The 65-year-old complex was completely demolished in 2005 as part of the city's plan to redevelop housing in the downtown area due to Louisville's rapid economic growth within the downtown business district. The Clarksdale complex was the second public housing site in Louisville to undergo this process, after the Cotter/Lang Homes revitalization into what is now known as The Villages of Park Duvalle. This redevelopment plan was part of the Hope VI program responsible for the same revitalization of Chicago's Plan for Transformation as the demolition of housing projects in other major cities throughout the United States. East Louisville Park and two local liquor and grocery stores were also absolved of the process per eminent domain laws and the approval of the council. People came to realize that the area surrounding this publicly owned property was an epicenter for crime and a very high risk to public safety.

Tenants from Clarksdale were forced to relocate to other areas and other housing projects throughout the city, which often brought tension and issues with original residents from those particular areas. The newly redeveloped area, which is the prior site of Clarksdale, is now known as Liberty Green, named after Liberty Street, which ran directly through the middle of the complex West to East. The name Liberty Green also stems from the area in the late 19th century, which was rich with green fields. Liberty Green is nearing completion.
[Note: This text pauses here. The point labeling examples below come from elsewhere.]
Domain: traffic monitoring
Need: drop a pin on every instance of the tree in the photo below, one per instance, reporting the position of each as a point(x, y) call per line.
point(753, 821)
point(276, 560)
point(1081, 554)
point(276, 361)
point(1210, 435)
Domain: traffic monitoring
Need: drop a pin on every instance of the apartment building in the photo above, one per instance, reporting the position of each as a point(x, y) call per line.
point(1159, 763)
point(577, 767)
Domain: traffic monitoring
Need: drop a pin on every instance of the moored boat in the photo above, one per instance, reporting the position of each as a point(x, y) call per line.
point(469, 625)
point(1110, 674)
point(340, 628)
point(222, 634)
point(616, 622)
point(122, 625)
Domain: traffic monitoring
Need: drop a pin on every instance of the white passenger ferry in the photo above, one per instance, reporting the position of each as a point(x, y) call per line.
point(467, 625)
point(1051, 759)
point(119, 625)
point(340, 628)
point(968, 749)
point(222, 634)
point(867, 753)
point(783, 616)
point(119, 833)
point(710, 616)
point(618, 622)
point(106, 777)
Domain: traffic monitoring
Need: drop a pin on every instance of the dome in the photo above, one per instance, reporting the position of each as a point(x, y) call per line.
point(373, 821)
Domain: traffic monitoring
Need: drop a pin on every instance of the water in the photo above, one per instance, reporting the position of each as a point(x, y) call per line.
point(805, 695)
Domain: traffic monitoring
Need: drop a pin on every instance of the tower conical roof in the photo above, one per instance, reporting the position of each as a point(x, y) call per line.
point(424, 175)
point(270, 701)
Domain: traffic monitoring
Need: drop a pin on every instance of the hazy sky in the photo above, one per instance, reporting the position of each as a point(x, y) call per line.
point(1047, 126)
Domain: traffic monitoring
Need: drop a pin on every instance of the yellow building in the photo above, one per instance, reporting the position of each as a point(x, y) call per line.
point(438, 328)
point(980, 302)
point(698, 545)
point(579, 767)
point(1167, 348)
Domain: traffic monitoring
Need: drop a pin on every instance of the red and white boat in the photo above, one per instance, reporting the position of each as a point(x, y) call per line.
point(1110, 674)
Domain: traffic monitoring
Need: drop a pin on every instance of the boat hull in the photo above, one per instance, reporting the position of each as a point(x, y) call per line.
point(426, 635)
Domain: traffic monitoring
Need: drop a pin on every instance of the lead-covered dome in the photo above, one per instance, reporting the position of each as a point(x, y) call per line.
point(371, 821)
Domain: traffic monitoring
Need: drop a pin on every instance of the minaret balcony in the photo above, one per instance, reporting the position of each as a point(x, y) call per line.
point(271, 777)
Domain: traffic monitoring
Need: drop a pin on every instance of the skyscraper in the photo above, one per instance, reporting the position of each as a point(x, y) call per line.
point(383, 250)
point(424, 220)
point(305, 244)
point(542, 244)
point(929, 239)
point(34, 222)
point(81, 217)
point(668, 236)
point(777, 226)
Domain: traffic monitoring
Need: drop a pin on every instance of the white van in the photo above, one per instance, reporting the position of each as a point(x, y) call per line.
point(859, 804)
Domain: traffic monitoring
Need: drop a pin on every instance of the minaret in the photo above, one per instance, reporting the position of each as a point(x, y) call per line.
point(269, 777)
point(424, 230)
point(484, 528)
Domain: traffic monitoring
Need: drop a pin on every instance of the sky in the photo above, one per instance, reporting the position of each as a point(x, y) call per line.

However, building has halted on the eastern edge of the complex, and only vacant lots sit east of Clay Street to Shelby, with the exception of one row of housing facing Muhammad Ali Boulevard.

Prior to the demolition, many tenants argued that due to Clarksdale's close proximity to Downtown Louisville, that location became the prime factor of the revitalization more so than crime, which was proposed as one of the main purposes for the demolition. Many tenants who opposed the demolition have argued that with the growth, expansion, and development of downtown attractions such as Fourth Street Live!, an abundance of newly developed high-end apartments and condos, KFC Yum! Center, and Louisville Waterfront Park, having Clarksdale in the immediate area would cause concerns with property and retail value for such attractions, therefore raising questions about the safety of patrons, tourists, and citizens as a whole. Ironically, since the demise of Clarksdale and other housing projects in the city from these redevelopment plans, Louisville's crime and murder rate have now risen to an all-time high as a whole and in other parts of the city, particularly the West End, which were very high already. Crime has also risen in areas of the city where crime was almost nonexistent before, particularly certain areas of the Highlands, the South End, and smaller areas within the East End.

Today, a local TV repair shop and family-owned business, Clarksdale TV, located nearby on South Shelby Street and Broadway, along with a one-block alley between South Campbell and South Wenzel Streets near East Madison in Phoenix Hill, are the only remnants bearing the Clarksdale name within the city of Louisville.